2016 – Zalmen Mlotek, artistic director of the Folksbienne National Yiddish Theater, is a proud inheritor and conservator of the Yiddish musical tradition. Himself a conductor and arranger of many Yiddish choral selections including “Khalutzim Lider” (Pioneer Songs) and “Yugnt Hymn” (the Youth Hymn of the Vilna ghetto) Zalmen honored in recognition of his important work in bringing Yiddish choral music to new generations.

2017 – Eleanor Epstein is the Founding Director of Zemer Chai: The Jewish Choir of the Nation’s Capital. Joshua R. Jacobson is the Founding Director of the Zamir Chorale of Boston. In leading their choirs, each has demonstrated a commitment to excellence that they have brought to their participation in the North American Jewish Choral Festival since its beginnings in 1990, and infused in their choral arrangements that have enriched the Jewish music community across North America and beyond.

2018 – Nurit Hirsh is the composer of music for Israeli films, theater, Festivals, children and popular song. Beginning with “Perach HaLilach” in 1965, Nurit has composed more than 1,600 songs, including “Oseh Shalom,” “BaShanah HaBa’ah” and “Abanibi,” which won the Eurovision Festival in 1978. She was awarded the Israel Prize in 2016 for her far-reaching contributions to the music of Israel.

2019 – Gerald Cohen, Steve Cohen and Benjie Ellen Schiller were honored for the enormous contribution their original music has made to our Jewish choral community. All have been the recipients of commissions from the ZCF Mandell Rosen Fund for New Music, and in fact, each wrote new selections that were premiered in their honor at NAJCF 30.

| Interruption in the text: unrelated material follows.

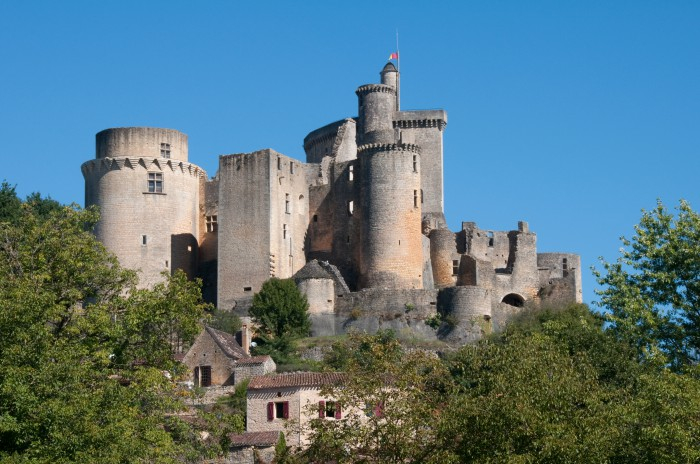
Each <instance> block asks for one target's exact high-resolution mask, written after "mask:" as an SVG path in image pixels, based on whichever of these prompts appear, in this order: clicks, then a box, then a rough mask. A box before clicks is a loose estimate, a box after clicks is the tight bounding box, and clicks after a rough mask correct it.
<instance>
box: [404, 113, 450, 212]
mask: <svg viewBox="0 0 700 464" xmlns="http://www.w3.org/2000/svg"><path fill="white" fill-rule="evenodd" d="M446 125H447V113H446V112H445V111H443V110H428V111H400V112H398V113H396V114H395V115H394V120H393V126H394V128H396V129H398V130H399V131H400V140H401V142H402V143H411V144H415V145H418V146H419V147H421V163H422V164H421V190H422V191H423V206H422V209H423V213H424V214H425V213H440V214H442V213H443V212H444V208H445V206H444V205H445V201H444V193H443V173H442V171H443V161H442V158H443V143H442V136H443V132H444V129H445V126H446Z"/></svg>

2022- Nick Page, a charismatic conductor and prolific composer and arranger, was honored for embracing and expanding the Jewish choral repertoire.  A regular presence at NAJCF for decades, Nick’s settings of  “L’Eyla” and “K’Ayal Ta’arog,” have become favorites of the Jewish choral community throughout North America,  and his “HaLev Roked,” written for this year’s Choral Festival, is destined for similar popularity.